JADSB Just another data science blog

Guide to Using Proxmox, Containers, and GPU Pass Through for Machine Learning

Setting up a home lab with GPU support can be helpful in learning machine learning and other technologies. While we could use virtual machines on Proxmox, we will focus on using containers with GPU pass through in this guide. Aside from making a few updates, this post has most of the details necessary to setup the home lab properly. I am going to detail my experience in setting up a lab with Nvidia 1070 Ti and Core i7 setup.

Installing Proxmox

To install Proxomox, you will need to create a USB key with the installation software. I downloaded Proxomox 6.3 and used a Mac to create the installation media.

  1. Download Proxmox

    You can download the latest version of Proxmox directly at this page.

  2. Creating the USB key

    I created the key on macOS Cantalina. For other OSes, you can find the instructions at the Proxmox wiki.

     hdiutil convert -format UDRW -o proxmox-ve_*.dmg proxmox-ve_*.iso # convert the proxmox image into proper format
    

    After converting the image file, plug the USB key into the Mac and looking for the disk.

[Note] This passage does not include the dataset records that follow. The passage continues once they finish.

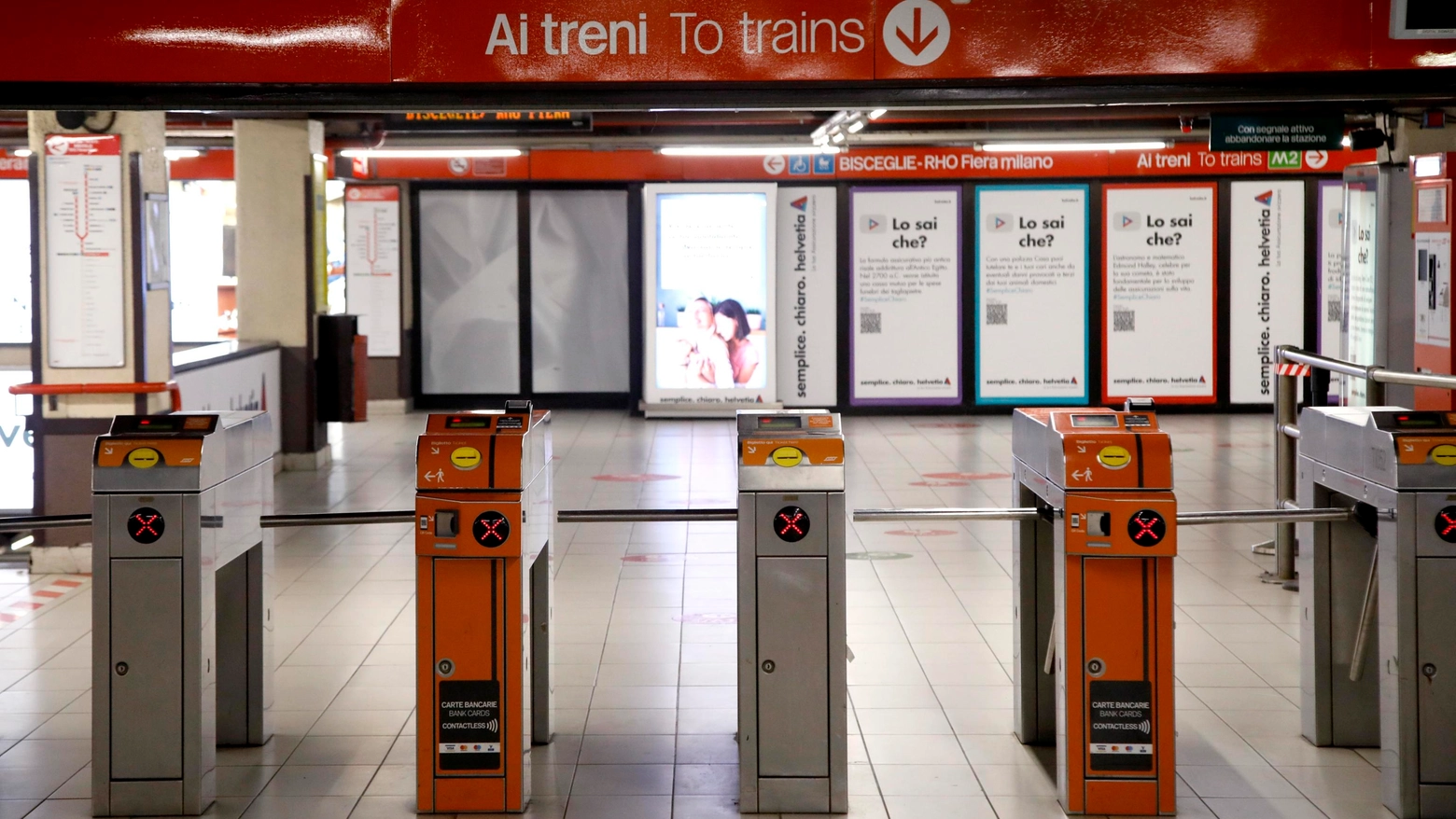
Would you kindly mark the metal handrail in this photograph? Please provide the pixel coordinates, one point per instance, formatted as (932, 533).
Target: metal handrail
(1029, 514)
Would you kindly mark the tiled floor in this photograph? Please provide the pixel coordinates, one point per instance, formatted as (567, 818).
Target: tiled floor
(644, 662)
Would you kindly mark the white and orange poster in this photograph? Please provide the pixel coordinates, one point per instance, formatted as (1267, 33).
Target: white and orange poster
(371, 264)
(85, 273)
(1159, 293)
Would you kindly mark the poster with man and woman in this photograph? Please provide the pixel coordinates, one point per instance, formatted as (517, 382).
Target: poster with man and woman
(709, 257)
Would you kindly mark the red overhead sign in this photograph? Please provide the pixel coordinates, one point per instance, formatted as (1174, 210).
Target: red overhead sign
(593, 41)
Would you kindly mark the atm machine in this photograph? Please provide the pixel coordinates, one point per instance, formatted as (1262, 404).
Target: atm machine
(181, 605)
(1378, 637)
(483, 545)
(792, 675)
(1432, 229)
(1094, 607)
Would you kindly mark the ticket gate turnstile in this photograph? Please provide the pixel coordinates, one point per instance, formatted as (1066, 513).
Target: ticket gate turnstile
(181, 605)
(1094, 629)
(792, 696)
(1395, 468)
(483, 546)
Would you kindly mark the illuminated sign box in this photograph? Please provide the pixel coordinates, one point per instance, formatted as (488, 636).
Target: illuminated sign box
(507, 121)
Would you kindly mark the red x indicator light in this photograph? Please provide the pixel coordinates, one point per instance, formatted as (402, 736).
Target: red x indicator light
(1146, 527)
(491, 528)
(791, 524)
(1446, 524)
(146, 525)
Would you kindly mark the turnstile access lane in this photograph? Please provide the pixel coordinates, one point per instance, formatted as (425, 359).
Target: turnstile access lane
(483, 543)
(1393, 564)
(1092, 576)
(792, 688)
(181, 605)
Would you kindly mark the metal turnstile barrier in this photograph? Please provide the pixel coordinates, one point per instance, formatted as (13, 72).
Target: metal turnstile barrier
(1094, 584)
(1385, 577)
(792, 688)
(483, 543)
(181, 605)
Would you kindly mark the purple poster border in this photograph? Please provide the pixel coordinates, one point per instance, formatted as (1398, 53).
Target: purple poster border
(959, 297)
(1326, 187)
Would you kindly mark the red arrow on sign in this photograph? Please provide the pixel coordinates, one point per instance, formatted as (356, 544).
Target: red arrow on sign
(922, 38)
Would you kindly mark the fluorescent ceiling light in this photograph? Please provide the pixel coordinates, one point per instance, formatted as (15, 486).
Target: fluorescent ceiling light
(744, 150)
(1114, 146)
(428, 153)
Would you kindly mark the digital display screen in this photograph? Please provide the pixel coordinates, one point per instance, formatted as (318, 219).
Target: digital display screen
(1419, 421)
(158, 423)
(777, 423)
(468, 423)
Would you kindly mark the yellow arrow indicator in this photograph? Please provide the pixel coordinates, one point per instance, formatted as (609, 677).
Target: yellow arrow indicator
(465, 457)
(1114, 457)
(143, 457)
(787, 455)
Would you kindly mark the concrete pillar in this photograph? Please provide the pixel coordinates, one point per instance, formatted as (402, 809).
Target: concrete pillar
(281, 267)
(65, 426)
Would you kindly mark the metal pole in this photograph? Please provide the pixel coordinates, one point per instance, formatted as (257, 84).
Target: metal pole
(1366, 618)
(644, 515)
(945, 514)
(1286, 395)
(337, 518)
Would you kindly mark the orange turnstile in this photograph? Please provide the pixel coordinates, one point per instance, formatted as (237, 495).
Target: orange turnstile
(1094, 604)
(483, 545)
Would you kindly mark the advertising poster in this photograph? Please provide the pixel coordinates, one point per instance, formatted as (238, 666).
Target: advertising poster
(1357, 330)
(1331, 272)
(709, 257)
(1031, 294)
(906, 296)
(1159, 293)
(1266, 283)
(808, 300)
(85, 291)
(371, 264)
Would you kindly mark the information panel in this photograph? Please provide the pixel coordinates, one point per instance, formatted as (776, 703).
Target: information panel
(1159, 293)
(1331, 272)
(85, 280)
(1031, 294)
(808, 301)
(1266, 283)
(906, 296)
(1362, 233)
(709, 259)
(371, 264)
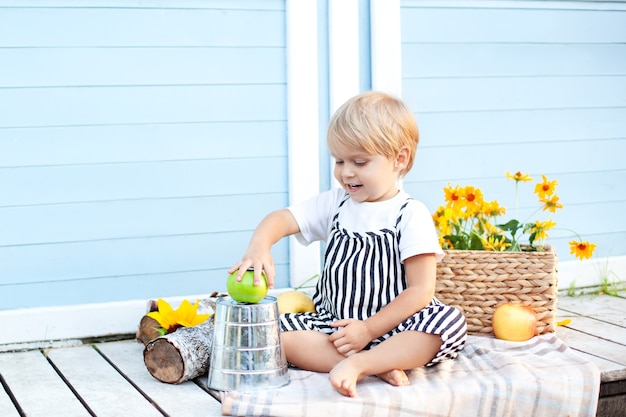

     # look for the external disk
     diskutil list # list all the disk attached to the computer
    

    From the list of disks, there should be an external disk. We need to unmount it prior to writing the installation media.

     diskutil unmountDisk /dev/diskX # replace X with the number corresponding to the external disk
    

    Now, you can create the install media using dd

     sudo dd if=proxmox-ve_*.dmg of=/dev/rdiskX bs=1m
    

    Installing Proxmox

  3. Installing Proxmox

    Aside from a making a couple of choices on the file system and the address of the home lab, installation of Proxmox is straight forward.

  4. Logging into Proxomox’s Web Interface

    At this point, you can unplug the home lab box’s monitor and keyboard. The rest of the guide can be done via a terminal or Proxmox’s web interface.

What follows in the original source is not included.